I’ve worked for Leeds Community Healthcare NHS Trust in the Primary Care mental Health and IAPT Service for six years. Two thirds of my working week is spent as a Mental Health Practitioner, seeing patients for treatment, and the other third of my working week is spent as a Research Practitioner. For World Mental Health week I’m blogging about what I’ve been up to in my research role.

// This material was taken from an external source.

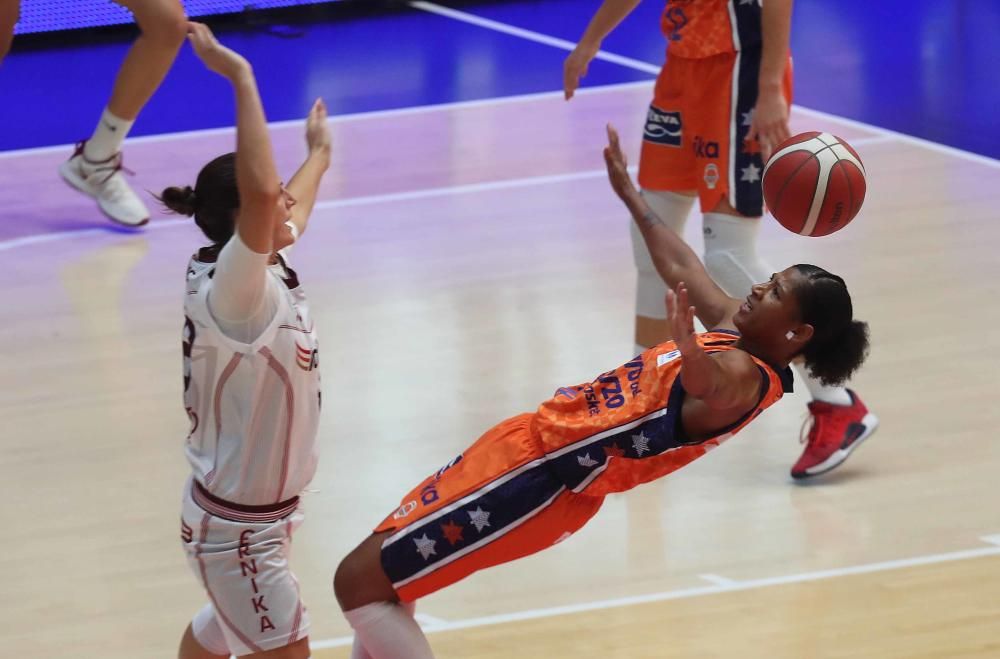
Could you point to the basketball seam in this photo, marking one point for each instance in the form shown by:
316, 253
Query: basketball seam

So today, amongst other things, I’ve been busy with recruitment calls.  One study I’ve been recruiting for today is the Coping with Depression study. This study was set up to find out whether the coping style (i.e. our typical ways of managing difficulties in life) affects how well depressed people respond to psychological therapy. We wonder if patients with a particular coping style might respond less well to treatment. If this is the case, it is important to know, and the next logical step would be to identify how we might adapt psychological therapies to make it work better for these patients.

Every week we identify patients who have symptoms of clinical depression and are waiting for ‘high-intensity’ psychological therapies. We send information about the study to these patients and contact them by telephone a week later to see if they are interested in being involved in the study. I made a number of calls yesterday and was able to recruit three new participants to the study. The participants are asked to complete some questionnaires about their typical coping responses during times of adversity before they start therapy.

In the evening I went to Yorkshire Dance in Leeds City Centre to help deliver a pre-therapy training seminar aimed at preparing patients for guided self-help CBT treatment; educating them about how to make the most of treatment.

This seminar was set up earlier this year by my colleague, Martin Groom, and I. There is already some evidence that pre-therapy training helps improve outcomes for traditional psychological therapies. But because the seminar is new for our service, and we weren’t aware of any studies trialling the acceptability and effectiveness of pre-therapy training for guided self-help CBT treatment, it was essential to evaluate whether it actually benefits patients, and is therefore worth continuing with. We are evaluating this seminar in two ways:

  1. To establish the acceptability of the seminar to patients. We do this by asking them to complete feedback questionnaires to rate how relevant, how well-delivered, etc. they found the seminar. We compile a feedback report for each seminar, and ratings have been consistently high so we have confidence that the seminars are acceptable.
  2. To see whether patients who attended the seminar have improved treatment outcomes compared to a random sample of patients who, earlier this year, were not invited to the seminar. We hope to have the results available for this part of the evaluation ready in the next couple of months.

I always really enjoy doing the seminars and you get a real sense that the seminar helps to enthuse people not only for their treatment sessions, but also to start having a go at using some of the CBT self-help ideas and techniques we talk about in the seminar, to take some steps towards recovery before their treatment sessions even start. 

I finished work at 7.45pm, having started at 8.30am, which makes for a fairly long day!  I’ll be back refreshed for more research work tomorrow.